Now Wouter’s laughing again, and yet his hands remain steady on my spine.
“They didn’t understand it. They probably still don’t. They were just concerned, you know. The way they always have been. That I’d fall into a canal or get run off the road by a cyclist.”
“Or the other way around.”
“Precisely.” I close my eyes while Wouter’s fingers massage deeper. “I have to admit, I’m a little nervous about your grandmother not approving of me.”
“I don’t think you have anything to worry about. Her English is a bit more limited, but she’ll love you. She’s loved all the girls I’ve brought home.”
“All of them, huh? How many would that be?”
He turns sheepish—I can hear the new shyness in his voice. “Maybe ‘all’ wasn’t the best word. All two. Is that better? My last serious relationship ended about a year ago and—I don’t really do casual, so…”
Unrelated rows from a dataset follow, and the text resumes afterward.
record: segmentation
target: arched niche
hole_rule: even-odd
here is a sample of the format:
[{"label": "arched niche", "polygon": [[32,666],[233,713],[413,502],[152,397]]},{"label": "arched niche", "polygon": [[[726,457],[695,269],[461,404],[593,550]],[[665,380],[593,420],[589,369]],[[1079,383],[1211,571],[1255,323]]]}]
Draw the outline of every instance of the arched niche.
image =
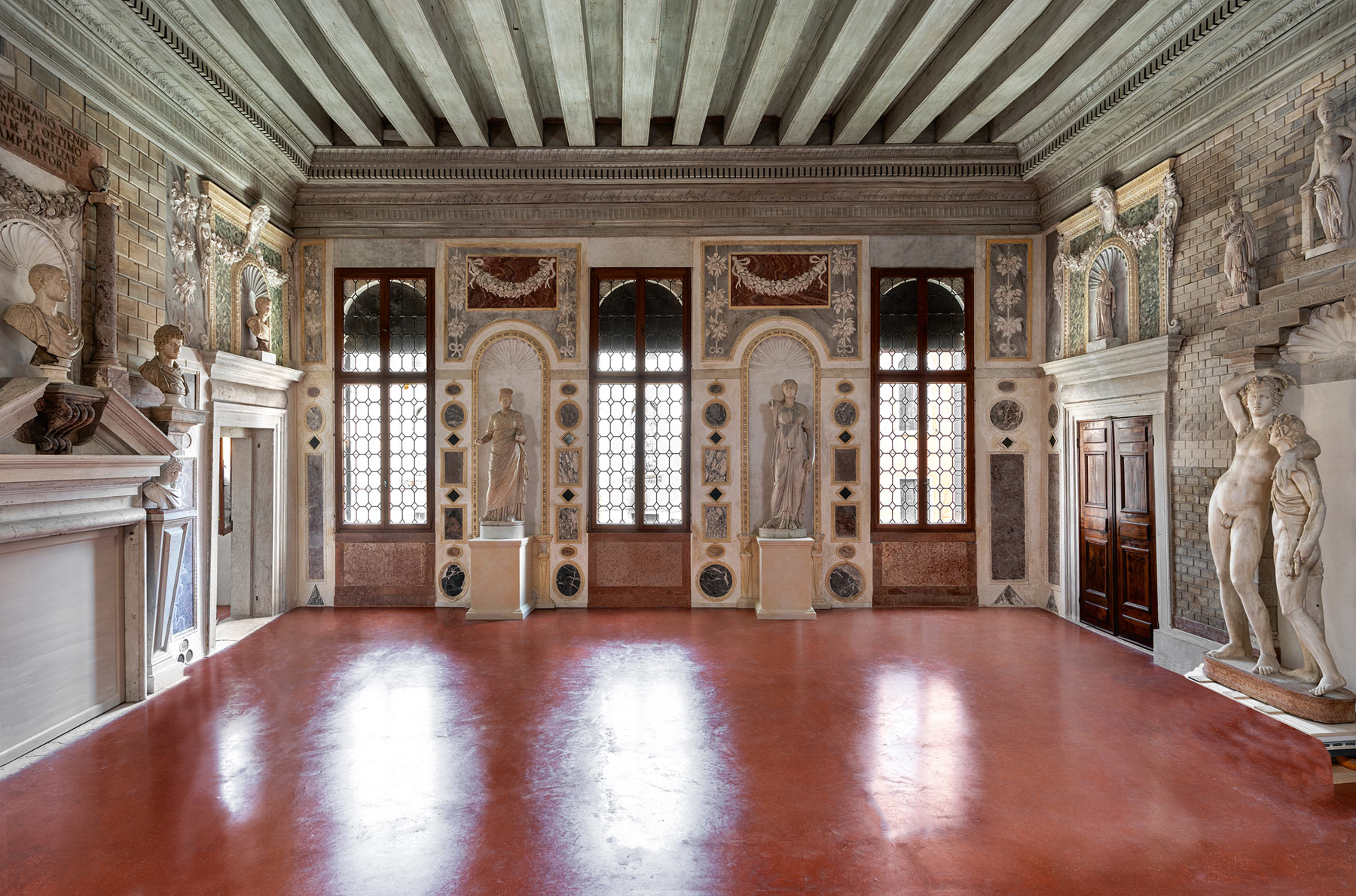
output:
[{"label": "arched niche", "polygon": [[[0,213],[3,217],[3,213]],[[34,264],[52,264],[61,268],[71,285],[66,304],[60,308],[72,320],[80,320],[80,279],[71,256],[61,248],[61,239],[46,224],[37,218],[11,213],[0,220],[0,314],[9,305],[31,302],[33,287],[28,286],[28,272]],[[0,324],[0,377],[37,375],[28,361],[33,358],[33,343],[7,324]],[[76,359],[79,363],[79,358]],[[72,371],[72,377],[79,377]]]},{"label": "arched niche", "polygon": [[750,340],[743,355],[743,413],[740,458],[740,492],[743,493],[742,531],[753,533],[770,515],[773,487],[773,408],[769,404],[782,397],[784,380],[799,384],[796,401],[810,408],[810,439],[815,446],[815,465],[805,495],[804,519],[811,533],[819,525],[819,357],[805,336],[791,329],[769,329]]},{"label": "arched niche", "polygon": [[[541,344],[521,331],[502,331],[485,339],[476,350],[471,373],[472,430],[466,434],[475,453],[471,483],[471,530],[480,534],[485,489],[490,487],[490,446],[476,445],[484,435],[490,418],[499,409],[499,390],[513,389],[513,407],[522,413],[527,430],[527,502],[523,507],[525,533],[542,533],[546,518],[548,457],[545,443],[548,377],[546,355]],[[537,500],[533,497],[537,496]]]}]

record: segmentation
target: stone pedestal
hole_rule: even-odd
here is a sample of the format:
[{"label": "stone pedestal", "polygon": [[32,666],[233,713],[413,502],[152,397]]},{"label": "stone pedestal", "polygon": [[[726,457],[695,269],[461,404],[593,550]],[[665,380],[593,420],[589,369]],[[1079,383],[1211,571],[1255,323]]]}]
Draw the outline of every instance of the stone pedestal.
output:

He trails off, as though realizing he’s gotten too personal. It takes me moment to connect the dots—if he doesn’t do casual, that might mean he hasn’t slept with anyone in a year.
Which is not something I need to linger on, especially not while I’m in his office in just a bra and jeans, my breasts pressed hard against the table.
“You know I’ve just had one, really. Unless you count you,” I say, because the way he’s loosening my muscles is apparently loosening my tongue, too. “Then that’s two.”
“It was that serious to you?” His surprise throws me off. I don’t know if this means we were only ever superficial to him or that he never felt any remorse for ending it.It’s one of my biggest regrets, he said the night I moved in.
I’m not sure which version of him is telling the truth.